ALTER Table versus INSERT INTO
Changing the structure of a Teradata table can require a lot of resources for large tables. In principle, two methods are available. We can modify the DDL using ALTER TABLE or create an empty table with the desired DDL statement and copy the data using the Teradata INSERT INTO statement. Both methods have their advantages and disadvantages.
To compare both methods, we created a test scenario. The test table had an average data block size of 127KB, and we filled it with very short rows to accommodate several hundred rows per data block.
Next, we executed both an ALTER TABLE statement and an INSERT INTO statement. It proved that the ALTER TABLE method is more efficient; it caused 133 I/Os, whereas the INSERT INTO strategy caused 322 I/Os. The ALTER TABLE statement required 59% less I/O than an INSERT INTO statement in Teradata. The required CPU seconds were about the same.
Then we changed the data demography of the table and filled it with very wide rows. This meant that there was only room for 1-2 rows per data block. Again we made an ALTER TABLE statement as well as an INSERT INTO statement.
Here a significant advantage of the ALTER TABLE method was shown. It needed 539 I/Os, while the INSERT INTO strategy needed 270853 I/Os.
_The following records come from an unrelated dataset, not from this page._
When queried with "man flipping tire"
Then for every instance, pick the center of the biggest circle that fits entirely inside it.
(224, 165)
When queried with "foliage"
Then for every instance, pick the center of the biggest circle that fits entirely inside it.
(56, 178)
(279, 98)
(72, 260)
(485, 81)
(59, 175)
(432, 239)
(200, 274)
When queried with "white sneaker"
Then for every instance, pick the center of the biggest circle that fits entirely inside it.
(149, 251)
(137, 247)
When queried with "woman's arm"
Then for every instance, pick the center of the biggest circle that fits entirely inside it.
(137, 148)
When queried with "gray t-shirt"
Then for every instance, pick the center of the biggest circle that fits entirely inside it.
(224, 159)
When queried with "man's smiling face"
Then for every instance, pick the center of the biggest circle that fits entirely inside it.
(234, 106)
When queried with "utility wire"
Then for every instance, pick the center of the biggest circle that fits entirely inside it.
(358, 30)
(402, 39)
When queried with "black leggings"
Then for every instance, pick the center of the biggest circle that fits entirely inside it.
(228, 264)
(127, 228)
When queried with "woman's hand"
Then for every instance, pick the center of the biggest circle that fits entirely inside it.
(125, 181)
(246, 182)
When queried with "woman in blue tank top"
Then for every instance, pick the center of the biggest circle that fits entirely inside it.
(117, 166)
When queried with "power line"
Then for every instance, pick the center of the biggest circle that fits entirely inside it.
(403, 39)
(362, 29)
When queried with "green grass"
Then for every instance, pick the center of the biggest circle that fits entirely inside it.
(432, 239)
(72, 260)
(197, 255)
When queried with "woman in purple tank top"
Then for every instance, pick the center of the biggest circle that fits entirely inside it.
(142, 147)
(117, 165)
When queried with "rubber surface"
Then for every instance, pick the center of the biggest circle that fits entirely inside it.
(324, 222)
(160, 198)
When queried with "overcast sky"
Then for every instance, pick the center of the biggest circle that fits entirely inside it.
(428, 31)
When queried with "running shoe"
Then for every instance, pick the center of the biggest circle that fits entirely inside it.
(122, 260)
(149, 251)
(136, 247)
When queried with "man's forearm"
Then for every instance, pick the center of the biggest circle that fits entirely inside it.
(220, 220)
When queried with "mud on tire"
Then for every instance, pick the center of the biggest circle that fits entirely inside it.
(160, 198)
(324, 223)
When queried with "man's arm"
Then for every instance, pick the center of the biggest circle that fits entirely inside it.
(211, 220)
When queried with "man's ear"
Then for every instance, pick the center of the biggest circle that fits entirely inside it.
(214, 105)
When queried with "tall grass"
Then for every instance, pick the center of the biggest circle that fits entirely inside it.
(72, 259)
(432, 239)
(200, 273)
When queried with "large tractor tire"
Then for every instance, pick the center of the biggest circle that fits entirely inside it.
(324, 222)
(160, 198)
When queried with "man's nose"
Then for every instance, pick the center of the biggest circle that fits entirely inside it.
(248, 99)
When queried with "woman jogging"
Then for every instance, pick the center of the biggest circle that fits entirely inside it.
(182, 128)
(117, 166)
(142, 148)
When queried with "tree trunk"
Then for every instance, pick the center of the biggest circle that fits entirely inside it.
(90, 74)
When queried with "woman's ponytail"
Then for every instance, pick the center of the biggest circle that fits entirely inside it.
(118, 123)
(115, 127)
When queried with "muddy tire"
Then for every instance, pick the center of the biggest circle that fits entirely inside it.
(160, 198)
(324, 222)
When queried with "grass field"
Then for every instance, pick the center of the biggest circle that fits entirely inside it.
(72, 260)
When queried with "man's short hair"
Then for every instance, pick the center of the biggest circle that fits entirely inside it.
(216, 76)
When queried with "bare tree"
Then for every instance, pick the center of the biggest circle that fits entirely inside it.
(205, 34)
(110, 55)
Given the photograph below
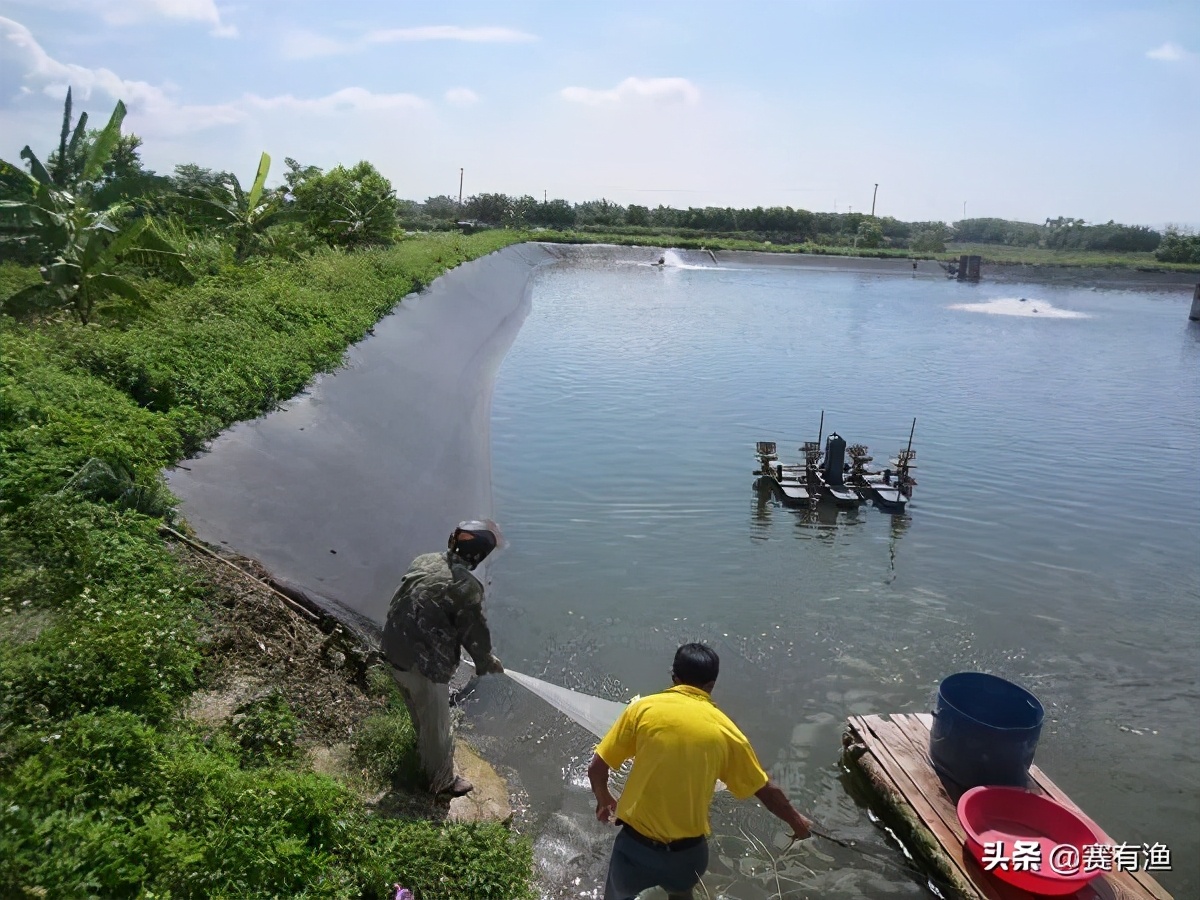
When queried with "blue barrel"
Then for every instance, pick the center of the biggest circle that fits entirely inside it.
(985, 731)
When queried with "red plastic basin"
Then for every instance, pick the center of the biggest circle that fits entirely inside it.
(1007, 815)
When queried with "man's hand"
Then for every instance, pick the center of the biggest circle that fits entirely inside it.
(606, 810)
(606, 804)
(775, 801)
(492, 665)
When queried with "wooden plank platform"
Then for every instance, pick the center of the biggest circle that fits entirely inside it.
(892, 756)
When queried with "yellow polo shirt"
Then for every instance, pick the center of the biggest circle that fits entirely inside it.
(681, 744)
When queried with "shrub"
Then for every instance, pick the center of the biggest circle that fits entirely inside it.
(265, 729)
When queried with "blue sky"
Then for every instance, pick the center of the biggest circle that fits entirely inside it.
(1018, 108)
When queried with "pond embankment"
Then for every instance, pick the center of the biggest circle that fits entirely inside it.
(373, 465)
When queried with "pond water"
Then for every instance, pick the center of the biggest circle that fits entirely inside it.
(1053, 539)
The ALTER TABLE method required an impressive 99.8% less I/Os!
We perform many further comparisons in which we varied either the data block size or the row size (or both simultaneously). The result was obvious. The fewer rows per data block, the greater the I/O savings for the ALTER TABLE method.
Below we can see a table showing the results (logical and phyiscal I/Os):
|Logical I/Os||Physical I/Os|
|INSERT BIG ROW||270 853||12 992|
|ALTER BIG ROW||539||15|
|INSERT SMALL ROW||322||30|
|ALTER SMALL ROW||113||14|
However, this does not mean that we should always use ALTER TABLE, as some disadvantages need to be weighed up carefully:
ALTER TABLE can’t be aborted. This may lead to unexpected situations, as the following example shows; if a workload management rule should kill all sessions consuming more than 100.000 CPU seconds and the ALTER TABLE reaches this limit, the session fails after the ALTER TABLE finished.
ALTER TABLE exclusively locks the table, while the Teradata INSERT INTO statement only needs a read lock. A long-running ALTER TABLE can delay other workloads for a long time. Finally, it might be considered risky to make changes to the original table. The INSERT INTO statement works on a copy of the table, and risk is therefore less.
ALTER TABLE adds new columns at the end of the table. If we need it in a specific position, we have to use the INSERT INTO statement,
Should we use Teradata INSERT INTO or ALTER TABLE?
ALTER TABLE is undoubtedly the better alternative from a performance tuning point of view. If we can live in a concrete scenario with the limitations we mentioned above, it is the first choice. Otherwise, it is better to think about optimized forms of the Teradata INSERT INTO statement.